Abstract
Many complex processes, from protein folding and virus evolution to brain activity and neuronal network dynamics, can be described as stochastic exploration of a high-dimensional energy landscape. While efficient algorithms for cluster detection and data completion in high-dimensional spaces have been developed and applied over the last two decades, considerably less is known about the reliable inference of state transition dynamics in such settings. Here, we introduce a flexible and robust numerical framework to infer Markovian transition networks directly from time-independent data sampled from stationary equilibrium distributions. Our approach combines Gaussian mixture approximations and self-consistent dimensionality reduction with minimal-energy path estimation and multi-dimensional transition-state theory. We demonstrate the practical potential of the inference scheme by reconstructing the network dynamics for several protein folding transitions and HIV evolution pathways. The predicted network topologies and relative transition time scales agree well with direct estimates from time-dependent molecular dynamics data and phylogenetic trees. The underlying numerical protocol thus allows the recovery of relevant dynamical information from instantaneous ensemble measurements, effectively alleviating the need for time-dependent data in many situations. Owing to its generic structure, the framework introduced here will be applicable to modern cryo-electron-microscopy and high-throughput single-cell RNA sequencing data and can guide the design of new experimental approaches towards studying complex multiphase phenomena.

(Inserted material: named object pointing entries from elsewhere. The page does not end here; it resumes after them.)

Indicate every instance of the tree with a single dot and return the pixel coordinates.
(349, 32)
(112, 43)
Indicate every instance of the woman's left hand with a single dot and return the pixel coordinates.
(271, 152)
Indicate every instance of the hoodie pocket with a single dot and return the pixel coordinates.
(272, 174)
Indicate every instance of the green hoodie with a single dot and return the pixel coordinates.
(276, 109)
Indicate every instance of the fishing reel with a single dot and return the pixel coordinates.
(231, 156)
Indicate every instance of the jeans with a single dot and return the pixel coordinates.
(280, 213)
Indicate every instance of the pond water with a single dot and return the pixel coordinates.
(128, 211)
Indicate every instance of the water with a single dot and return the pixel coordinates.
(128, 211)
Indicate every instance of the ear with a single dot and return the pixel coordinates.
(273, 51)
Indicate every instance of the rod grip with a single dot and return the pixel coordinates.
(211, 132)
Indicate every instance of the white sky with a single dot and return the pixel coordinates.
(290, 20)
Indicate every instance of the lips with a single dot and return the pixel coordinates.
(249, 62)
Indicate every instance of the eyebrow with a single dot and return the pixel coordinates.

Energy landscapes encapsulate the effective dynamics of a wide variety of physical, biological and chemical systems1,2. Well-known examples include a myriad of biophysical processes3–7, multiphase systems2, thermally activated hopping in optical traps8, chemical reactions1, brain neuronal expression9, and cellular development10–14. Energetic concepts have also been connected to machine learning15 and to viral fitness landscapes, where pathways with the lowest energy barriers may explain typical mutational evolutionary trajectories of viruses between fitness peaks16,17. Recent advances in experimental techniques including cryo-electron microscopy (cryo-EM)3 and single-cell RNA sequencing18, as well as new online social interaction datasets19, are producing an unprecedented wealth of high-dimensional instantaneous snapshots of biophysical and social systems. Although much progress has been made in dimensionality reduction20–22 and the reconstruction of effective energy landscapes in these settings3,11,14,23, the problem of inferring dynamical information such as protein folding or mutation pathways and rates from instantaneous ensemble data remains a major challenge.

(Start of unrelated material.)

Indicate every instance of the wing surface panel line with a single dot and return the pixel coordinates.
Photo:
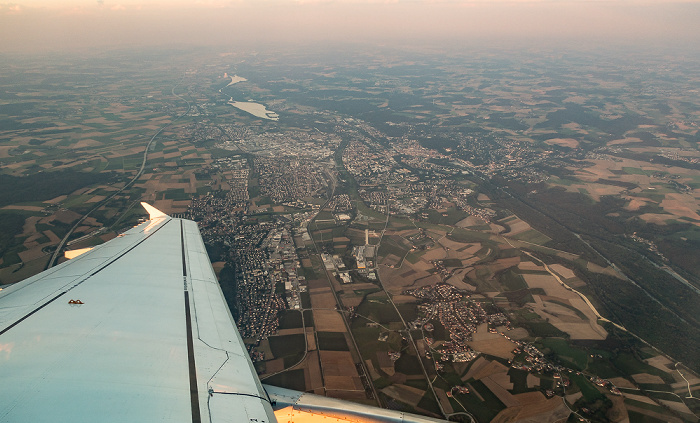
(194, 390)
(36, 309)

To address this practically important question, we introduce here an integrated computational framework for identifying metastable states on reconstructed highdimensional energy landscapes and for predicting the relative mean first passage times (MFPTs) between those states, without requiring explicitly time-dependent data. Our inference scheme employs an analytic representation of the data based on a Gaussian mixture model (GMM)24 to enable efficient identification of minimum-energy transition pathways25–27. We show how the estimation of transition networks can be optimized by reducing the dimension of a high-dimensional landscape while preserving its topology. Our algorithm utilizes experimentally validated analytical results8 for transition rates1,28,29. Thus, it is applicable whenever the timeevolution of the underlying system can be approximated by a Fokker-Planck-type Markovian dynamics, as is the case for a wide range of physical, chemical and biological processes1.

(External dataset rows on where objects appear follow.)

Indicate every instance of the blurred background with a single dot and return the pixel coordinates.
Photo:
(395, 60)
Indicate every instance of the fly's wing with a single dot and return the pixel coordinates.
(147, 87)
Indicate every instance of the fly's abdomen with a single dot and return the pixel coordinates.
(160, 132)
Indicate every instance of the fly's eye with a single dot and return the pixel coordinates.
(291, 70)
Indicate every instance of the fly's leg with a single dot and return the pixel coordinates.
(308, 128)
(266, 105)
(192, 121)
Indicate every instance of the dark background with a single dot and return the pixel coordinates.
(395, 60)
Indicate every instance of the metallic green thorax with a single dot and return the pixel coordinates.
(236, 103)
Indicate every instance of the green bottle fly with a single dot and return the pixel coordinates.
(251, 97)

Specifically, we illustrate the practical potential by inferring protein folding transitions and HIV evolution pathways. Current standard methods for coarse-graining the conformational dynamics of biophysical structures30 typically estimate Markovian transition rates from timedependent trajectory data in large-scale molecular dynamics simulations31. By contrast, we show here that protein folding pathways and rates can be recovered without explicit knowledge of the time-dependent trajectories, provided the system is sufficiently ergodic and equilibrium distributions are sampled accurately. The agreement with the trajectory-based estimates suggests that the inference of complex transition networks via reconstructed energy landscapes can provide a viable and often more efficient alternative to traditional time series estimates, particularly as new experimental techniques will offer unprecedented access to high-dimensional ensemble data.
RESULTS
Minimum-energy-path (MEP) network reconstruction
The equilibrium distribution p (x) of a particle diffusing over a potential energy landscape E(x) is the Boltzmann distribution p(x) = exp [–E(x)/kBT] /Z, where kB is the Boltzmann constant, T is the temperature and Z is a normalization constant. Given the probability density function (PDF) p(x), the effective energy can be inferred from where pmax is the maximum value of the PDF, included to fix the minimum energy at zero. Our goal is to estimate the MFPTs between minima on the landscape using only sampled data. We divide this task into three steps, as illustrated in Fig. 1 for test data (Supplementary Information). In the first step, we approximate the empirical PDF by using the expectation maximization algorithm to fit a Gaussian mixture model (GMM) in a space of sufficiently large dimension d (Methods, Fig 1A). Mixtures with a bounded number of components can be recovered in time polynomial in both d and the required accuracy32. The resulting GMM yields an analytical expression for E(x) via Eq. (1).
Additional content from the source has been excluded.